Just another day in group paradise.



Until the next time,

John Strain

Tuesday
Aug122003

Waiting for the other shoe to drop



Last Thursday when I came home I noticed a little green post card in the mail. It was for one of those letters you have to sign for - one of those letters that is never good news. This one was addressed to my wife Barbara and it was sent from the Louisiana Licensed Professional Counselors Board of Examiners. The LPC board governs our counseling licenses.



My psychologist friend maintains nothing good ever comes by registered mail. He does a lot of custody cases and is always getting subpoenas and little green post cards in the mail. I thought about it once and realized I had never received good news either by way of registered mail. When I gave the card to Barbara, the look on her face told me she had never received good news by registered mail either.



The post office will tell you that registered mail is a good way to ensure your mail is received. The real reason is to nail someone’s ass to the wall or to cover your own ass with a paper trail.



It was after 5:00 PM and the post office was closed. Barbara would have to wait until tomorrow to learn the nature of her bad news. What could it be? Did she do something wrong? Did someone file a complaint? Her mind was off to the races considering scenarios of trouble and recompense. The common thread throughout her theories for the little green post card were of guilt and punishment. She knew she did something wrong and reckoning day was drawing nigh.



I would have stayed to help her figure this out, but I had already committed to my pal to go to New Orleans and meet up with another couple of pals and have a few drinks. (I am a loyal friend huh?) Anyway, Barbara continued to rack her brain to find what must be some sort of mistake she made which rises to the level of sending a green post card as a precursor to impending doom.

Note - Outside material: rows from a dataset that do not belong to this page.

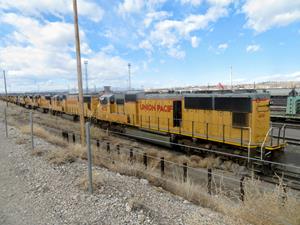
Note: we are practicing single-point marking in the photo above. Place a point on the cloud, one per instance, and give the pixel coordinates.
(86, 8)
(293, 76)
(252, 48)
(223, 46)
(265, 14)
(194, 41)
(130, 6)
(146, 45)
(176, 53)
(192, 2)
(152, 16)
(169, 32)
(40, 51)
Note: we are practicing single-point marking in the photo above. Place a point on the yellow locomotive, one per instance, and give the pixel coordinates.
(240, 121)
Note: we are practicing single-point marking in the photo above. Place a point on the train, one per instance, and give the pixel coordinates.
(286, 108)
(235, 122)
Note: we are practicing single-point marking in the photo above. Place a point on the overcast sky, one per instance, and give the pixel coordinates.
(168, 43)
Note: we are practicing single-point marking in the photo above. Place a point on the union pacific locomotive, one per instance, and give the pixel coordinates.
(238, 122)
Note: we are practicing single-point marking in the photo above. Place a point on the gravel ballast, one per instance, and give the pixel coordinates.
(33, 191)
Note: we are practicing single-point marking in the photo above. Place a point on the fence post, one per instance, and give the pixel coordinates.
(5, 121)
(223, 133)
(89, 153)
(242, 136)
(206, 130)
(108, 147)
(193, 128)
(67, 136)
(131, 155)
(118, 149)
(209, 173)
(184, 172)
(242, 188)
(31, 130)
(162, 166)
(145, 160)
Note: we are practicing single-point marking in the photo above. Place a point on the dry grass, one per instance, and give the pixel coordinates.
(260, 207)
(21, 141)
(44, 134)
(60, 156)
(267, 207)
(97, 181)
(38, 152)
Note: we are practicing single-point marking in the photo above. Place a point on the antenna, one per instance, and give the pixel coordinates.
(86, 77)
(129, 77)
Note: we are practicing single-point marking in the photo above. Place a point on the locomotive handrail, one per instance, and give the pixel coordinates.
(262, 145)
(249, 144)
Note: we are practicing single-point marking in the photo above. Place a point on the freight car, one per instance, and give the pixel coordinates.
(237, 122)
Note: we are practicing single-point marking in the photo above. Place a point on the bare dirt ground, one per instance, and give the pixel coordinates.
(33, 191)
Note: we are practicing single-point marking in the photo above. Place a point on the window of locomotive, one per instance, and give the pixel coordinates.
(112, 100)
(103, 100)
(88, 101)
(240, 119)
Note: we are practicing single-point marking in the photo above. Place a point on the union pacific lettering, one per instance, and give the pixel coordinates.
(157, 108)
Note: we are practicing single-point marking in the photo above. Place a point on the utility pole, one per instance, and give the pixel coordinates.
(4, 77)
(129, 77)
(79, 73)
(86, 77)
(231, 87)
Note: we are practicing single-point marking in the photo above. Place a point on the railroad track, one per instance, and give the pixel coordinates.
(292, 179)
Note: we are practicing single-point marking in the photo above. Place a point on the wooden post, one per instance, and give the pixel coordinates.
(4, 77)
(145, 160)
(79, 73)
(118, 149)
(193, 128)
(89, 154)
(209, 175)
(242, 188)
(108, 147)
(184, 172)
(223, 133)
(162, 166)
(207, 131)
(131, 155)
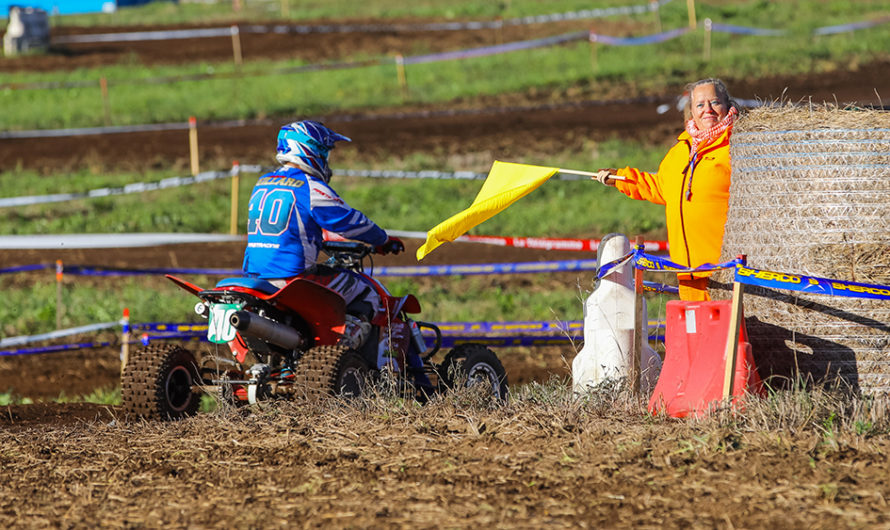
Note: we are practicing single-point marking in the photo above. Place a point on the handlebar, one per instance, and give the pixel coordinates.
(356, 248)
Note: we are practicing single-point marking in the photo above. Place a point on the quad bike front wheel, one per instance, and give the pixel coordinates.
(332, 371)
(157, 383)
(469, 365)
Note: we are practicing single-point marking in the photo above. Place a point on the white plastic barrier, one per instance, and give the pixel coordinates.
(609, 327)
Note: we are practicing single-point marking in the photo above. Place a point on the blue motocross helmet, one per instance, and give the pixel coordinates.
(307, 144)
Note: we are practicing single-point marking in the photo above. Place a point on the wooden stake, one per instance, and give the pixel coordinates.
(59, 307)
(236, 179)
(236, 45)
(638, 325)
(193, 145)
(106, 106)
(403, 77)
(732, 341)
(707, 51)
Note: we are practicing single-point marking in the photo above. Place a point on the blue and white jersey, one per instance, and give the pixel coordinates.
(288, 210)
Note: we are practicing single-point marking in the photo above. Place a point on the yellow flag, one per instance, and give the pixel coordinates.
(506, 184)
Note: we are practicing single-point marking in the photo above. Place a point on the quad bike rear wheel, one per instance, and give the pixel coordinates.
(157, 383)
(469, 365)
(332, 371)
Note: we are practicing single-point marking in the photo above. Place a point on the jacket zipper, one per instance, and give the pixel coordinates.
(686, 174)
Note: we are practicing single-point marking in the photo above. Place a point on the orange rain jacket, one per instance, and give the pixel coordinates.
(695, 220)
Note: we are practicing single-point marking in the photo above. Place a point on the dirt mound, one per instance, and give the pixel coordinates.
(453, 463)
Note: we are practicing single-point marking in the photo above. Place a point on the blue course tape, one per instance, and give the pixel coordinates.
(743, 30)
(82, 270)
(493, 50)
(810, 284)
(488, 268)
(845, 28)
(54, 349)
(24, 268)
(638, 41)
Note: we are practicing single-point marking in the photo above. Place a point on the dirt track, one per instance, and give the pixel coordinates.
(536, 122)
(535, 463)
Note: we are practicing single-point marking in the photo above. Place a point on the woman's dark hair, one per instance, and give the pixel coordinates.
(719, 87)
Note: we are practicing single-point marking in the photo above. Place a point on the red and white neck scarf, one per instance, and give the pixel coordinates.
(707, 136)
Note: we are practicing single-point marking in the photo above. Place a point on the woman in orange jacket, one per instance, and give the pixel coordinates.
(692, 182)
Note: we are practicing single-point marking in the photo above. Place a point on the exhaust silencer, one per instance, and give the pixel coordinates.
(253, 325)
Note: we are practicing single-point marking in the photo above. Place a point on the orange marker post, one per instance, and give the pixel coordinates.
(59, 307)
(106, 105)
(236, 179)
(706, 54)
(403, 77)
(193, 145)
(125, 338)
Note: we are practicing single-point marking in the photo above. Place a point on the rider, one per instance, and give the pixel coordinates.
(288, 209)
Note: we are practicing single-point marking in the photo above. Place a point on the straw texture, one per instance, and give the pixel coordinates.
(810, 195)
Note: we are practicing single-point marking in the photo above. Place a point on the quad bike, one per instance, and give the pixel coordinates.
(287, 342)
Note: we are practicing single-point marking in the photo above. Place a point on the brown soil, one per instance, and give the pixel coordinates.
(456, 463)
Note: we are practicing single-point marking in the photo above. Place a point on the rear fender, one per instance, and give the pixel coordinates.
(323, 309)
(190, 287)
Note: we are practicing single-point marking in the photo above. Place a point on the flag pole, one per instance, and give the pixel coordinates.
(587, 173)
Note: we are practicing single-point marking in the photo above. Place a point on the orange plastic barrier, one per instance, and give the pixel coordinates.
(691, 379)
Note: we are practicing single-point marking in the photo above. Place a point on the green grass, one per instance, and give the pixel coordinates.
(649, 68)
(417, 205)
(304, 10)
(101, 396)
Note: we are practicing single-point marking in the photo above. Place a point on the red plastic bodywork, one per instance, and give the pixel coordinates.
(323, 309)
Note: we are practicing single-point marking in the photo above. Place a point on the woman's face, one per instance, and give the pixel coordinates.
(707, 108)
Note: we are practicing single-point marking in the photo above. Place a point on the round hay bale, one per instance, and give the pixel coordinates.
(810, 195)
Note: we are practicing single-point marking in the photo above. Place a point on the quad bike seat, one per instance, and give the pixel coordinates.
(249, 283)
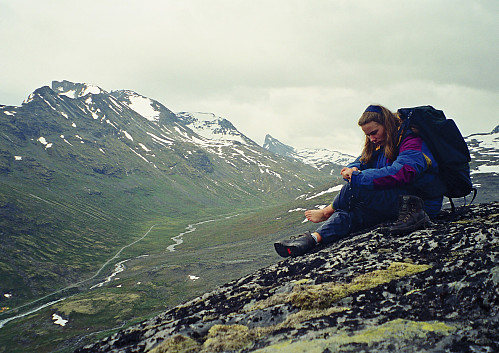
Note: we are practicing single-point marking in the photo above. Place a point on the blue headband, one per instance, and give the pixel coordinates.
(373, 108)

When I came in at 3:00 AM (I wanted to come home sooner, but my pals wouldn’t let me go), I noticed a big fat envelope on the counter addressed to an agency Barbara had worked for about a year ago. I took notice, but thought little of it. I headed to bed for my three hours sleep before answering the bell in the morning.



Getting ready for work that morning, Barbara began talking about the little green card. She said “Do you no Bob Smith?” (fake name) “Yes,” I said. She continued, “I bet he turned me in for not closing those cases I had open when I left XYZ Counseling, he is just the sort of person who would do that.” “Do you think?”, I queried, “that seems pretty extreme for a little paperwork.” Barbara presented her case, “I went to the LPC web site and it said you could be disciplined if you do not keep your records up.” “Yeah but dropping a dime on someone without even calling to threaten a complaint first . . doesn’t make sense to me.” Nevertheless, just to be safe, Barbara had spent three hours the night before completing her overdue paperwork for XYZ Counseling.



Later Barbara lamented. “I do not understand. I try to do everything right and really care for the people I work with.” Then she named a few counselors worse than her for various reasons. “Why do I get in trouble for such a nit-picky thing and they get off altogether?”



“Barb, take it easy,” trying to reassure her, “if you can’t think of anything you did, then you probably didn’t do anything. If someone complained it is probably obvious BS and it will all come out, but we don’t even know what the letter says yet.”



Not knowing is always worse than knowing. The fear of something is usually worse than the actual event. We completed getting ready, hopped in the car and drove to the post office. Barbara ran in and returned in a few minutes.



When she returned to the car she was happy and laughing. All of the stress was gone in just a few seconds. The little green post card was a receipt itself - not a notice of a registered letter. The receipt was from Barbara’s supervisee who mailed her packet to the LPC Board. The receipt was to notify Barbara the packet was received at the board. She was not in trouble. She was going to keep her license another day.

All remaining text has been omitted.